Just looking at the numbers, June seemed like an example of strong economic recovery, with the Dow growing, unemployment shrinking, and more jobs entering the economy. However, writing in The New York Sun economist Lawrence Kudlow found some problems brewing in the seemingly positive June jobs report:
But there were some important glitches in this good-news report. For one, worker wages remained soft, rising only 2% over the past 12 months. Total hours worked are 2.1% ahead of a year ago, suggesting that overall income and nominal GDP are growing at a relatively slow 4% rate.
Meanwhile, the U6 unemployment rate, which includes part-time workers who want better full-time jobs or folks who have given up, dropped only slightly to 12.1%. That’s still a historically high rate. And the labor-force participation rate was unchanged at 62.8%, a 30-year low.
One of the problems Kudlow highlights is that unemployment goes down in two ways—either more people are employed, or more people stop looking for work. He notes that while, “2.15 million people gained employment in June, 2.35 million dropped out of the labor force.” In order for the economy to have true increases in employment, businesses need to be able to freely add more positions to their payrolls. The answer to this problem is simple: stop holding the market back, and lower the corporate tax rate. With the highest effective corporate tax rate in the developed world, the U.S. is making itself into a much less desirable home for the kind of lucrative corporations that provide the economic growth that Americans need.
Kudlow cites a dynamic economic model released by the Tax Foundation that demonstrates the market potential currently being restrained by the 35-40% corporate tax. Cutting the tax to 25% would, “over ten years raise real GDP by more than 2 percent, increase private business-capital investment by more than 6%, boost worker wages by 2%, and increase total federal revenues by nearly 1%.”

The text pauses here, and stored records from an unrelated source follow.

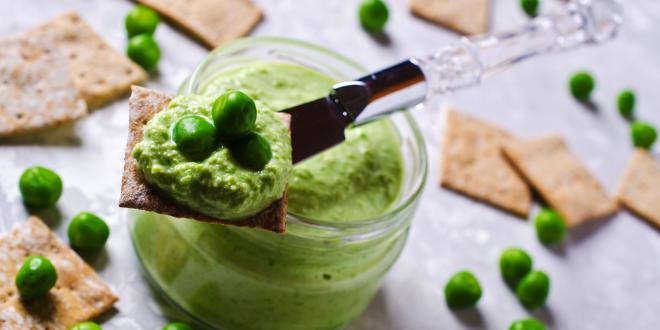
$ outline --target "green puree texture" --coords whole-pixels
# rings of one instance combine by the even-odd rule
[[[301,66],[259,62],[222,72],[203,94],[240,90],[282,110],[326,95],[335,83]],[[403,161],[392,124],[377,121],[348,129],[346,136],[344,143],[294,166],[289,212],[343,222],[382,215],[396,201]]]

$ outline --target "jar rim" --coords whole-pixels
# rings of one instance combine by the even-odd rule
[[[271,36],[258,36],[258,37],[246,37],[232,41],[231,43],[226,44],[225,46],[218,47],[211,51],[206,58],[193,70],[193,73],[188,79],[186,79],[179,89],[180,94],[190,94],[194,93],[198,85],[198,80],[201,79],[201,76],[206,69],[206,65],[215,59],[216,57],[222,56],[231,56],[232,53],[240,52],[244,49],[249,49],[251,47],[265,46],[265,45],[275,45],[275,46],[292,46],[297,48],[303,48],[307,51],[313,51],[335,60],[341,62],[343,65],[350,67],[353,70],[366,73],[366,69],[360,64],[354,62],[352,59],[336,53],[328,48],[319,46],[313,43],[306,41],[284,38],[284,37],[271,37]],[[417,175],[414,178],[414,184],[410,188],[411,193],[408,193],[405,197],[405,200],[397,203],[396,207],[388,209],[385,213],[369,217],[366,219],[357,219],[351,220],[350,222],[337,222],[331,220],[323,219],[314,219],[310,217],[301,216],[292,212],[287,211],[287,225],[289,222],[293,222],[296,225],[302,225],[309,229],[320,230],[324,233],[337,233],[343,237],[346,237],[346,232],[352,232],[363,236],[364,234],[375,234],[377,232],[388,231],[388,228],[398,227],[397,224],[400,221],[400,217],[397,217],[397,214],[403,213],[412,204],[414,204],[421,195],[424,185],[426,183],[426,178],[428,175],[428,155],[426,152],[426,147],[422,133],[419,129],[419,126],[413,119],[412,115],[405,111],[400,113],[403,116],[405,125],[407,125],[411,132],[415,148],[418,149],[417,157],[419,168],[416,169]],[[395,128],[397,131],[400,131],[399,128]],[[401,192],[403,193],[403,191]],[[401,198],[401,197],[399,197]],[[287,226],[288,227],[288,226]],[[325,235],[324,235],[325,236]]]

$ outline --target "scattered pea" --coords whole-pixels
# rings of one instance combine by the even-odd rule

In June, The Wall Street Journal published an op-ed regarding the fact that numerous corporations are doing exactly as feared and choosing to leave America in favor of kinder tax rates in places like Ireland, and why shouldn’t they? Medical technology firm Medtronic is planning to shift its principal executive offices to Ireland, which boasts a corporate tax of 12.5%, and according to The Wall Street Journal, corporate friendly countries are numerous.
Ireland isn't the only place with a more competitive tax policy. The near-40% U.S. average rate is almost double the 21% average in the European Union, or the 22% in Asia, according to KPMG. As we noted recently, about the only place outside of captive Marxist countries with a higher corporate tax rate than the U.S. is the United Arab Emirates. But its top rate of 55% is generally applied only to foreign oil companies.
By overtaxing, we are intentionally sending jobs, wealth and innovation away from the United States. The corporations that the current tax-and-spend administration seems so eager to hold back are the very entities that can bring vitality to the struggling American economy. Relieving them of excessively high tax burdens relieves the American people and helps put the economy on the road to recovery. The rest of the world knows this, and it’s high time our government caught up.